Nonlinear Photonic Crystals: IV. Nonlinear Schrodinger Equation Regime

TL;DR

This paper rigorously derives the nonlinear Schrödinger equation as an approximation for electromagnetic wave propagation in nonlinear photonic crystals, introducing extended NLS equations that improve accuracy over classical models.

Contribution

It develops a systematic approximation framework for nonlinear Maxwell equations, deriving the NLS regime and extended NLS equations with quantitative error estimates.

Findings

NLS accurately models wave evolution under specific excitation conditions.

Extended NLS equations provide significantly better approximation accuracy.

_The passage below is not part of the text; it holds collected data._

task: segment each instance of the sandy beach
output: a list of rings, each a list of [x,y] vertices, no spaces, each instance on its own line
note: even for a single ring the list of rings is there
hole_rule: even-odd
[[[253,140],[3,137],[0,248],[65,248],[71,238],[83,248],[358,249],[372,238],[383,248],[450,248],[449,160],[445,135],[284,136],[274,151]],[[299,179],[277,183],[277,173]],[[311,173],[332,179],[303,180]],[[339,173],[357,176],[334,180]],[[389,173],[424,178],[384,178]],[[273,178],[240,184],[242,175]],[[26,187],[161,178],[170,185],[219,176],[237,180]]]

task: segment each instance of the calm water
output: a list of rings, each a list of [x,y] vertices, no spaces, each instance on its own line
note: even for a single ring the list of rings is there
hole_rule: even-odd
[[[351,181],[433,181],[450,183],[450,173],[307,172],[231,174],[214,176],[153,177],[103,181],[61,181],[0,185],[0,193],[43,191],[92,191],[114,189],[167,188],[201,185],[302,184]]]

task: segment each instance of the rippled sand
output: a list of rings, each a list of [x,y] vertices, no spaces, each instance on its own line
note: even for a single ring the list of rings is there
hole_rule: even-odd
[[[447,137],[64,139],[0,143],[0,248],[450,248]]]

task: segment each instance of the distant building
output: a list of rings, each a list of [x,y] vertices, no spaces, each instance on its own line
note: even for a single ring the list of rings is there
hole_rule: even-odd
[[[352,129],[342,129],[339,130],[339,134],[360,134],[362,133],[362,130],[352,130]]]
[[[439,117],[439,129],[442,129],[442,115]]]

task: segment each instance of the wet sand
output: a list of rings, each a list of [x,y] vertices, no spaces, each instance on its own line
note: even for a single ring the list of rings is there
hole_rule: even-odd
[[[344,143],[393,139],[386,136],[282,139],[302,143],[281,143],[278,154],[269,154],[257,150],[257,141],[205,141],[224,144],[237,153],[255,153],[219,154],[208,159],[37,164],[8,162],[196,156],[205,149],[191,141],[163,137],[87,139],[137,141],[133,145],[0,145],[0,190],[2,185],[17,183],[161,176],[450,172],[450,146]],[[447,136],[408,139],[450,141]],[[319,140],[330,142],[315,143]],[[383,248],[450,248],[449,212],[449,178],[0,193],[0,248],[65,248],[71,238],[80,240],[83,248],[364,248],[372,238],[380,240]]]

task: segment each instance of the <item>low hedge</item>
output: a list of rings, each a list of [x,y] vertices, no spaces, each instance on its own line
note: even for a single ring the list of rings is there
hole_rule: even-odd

Rigorous error bounds are established for the approximations.

Abstract

We study here the nonlinear Schrodinger Equation (NLS) as the first term in a sequence of approximations for an electromagnetic (EM) wave propagating according to the nonlinear Maxwell equations (NLM). The dielectric medium is assumed to be periodic, with a cubic nonlinearity, and with its linear background possessing inversion symmetric dispersion relations. The medium is excited by a current $\mathbf{J}$ producing an EM wave. The wave nonlinear evolution is analyzed based on the modal decomposition and an expansion of the exact solution to the NLM into an asymptotic series with respect to some three small parameters $\alpha $, $\beta $ and $\varrho $. These parameters are introduced through the excitation current $\mathbf{J}$ to scale respectively (i) its amplitude and consequently the magnitude of the nonlinearity; (ii) the range of wavevectors involved in its modal composition, with $\beta ^{-1}$ scaling its spatial extension; (iii) its frequency bandwidth, with $\varrho ^{-1}$ scaling its time extension. We develop a consistent theory of approximations of increasing accuracy for the NLM with its first term governed by the NLS. We show that such NLS regime is the medium response to an almost monochromatic excitation current $\mathbf{J} $. The developed approach not only provides rigorous estimates of the approximation accuracy of the NLM with the NLS in terms of powers of $\alpha $, $\beta $ and $\varrho $, but it also produces new extended NLS (ENLS) equations providing better approximations. Remarkably, quantitative estimates show that properly tailored ENLS can significantly improve the approximation accuracy of the NLM compare with the classical NLS.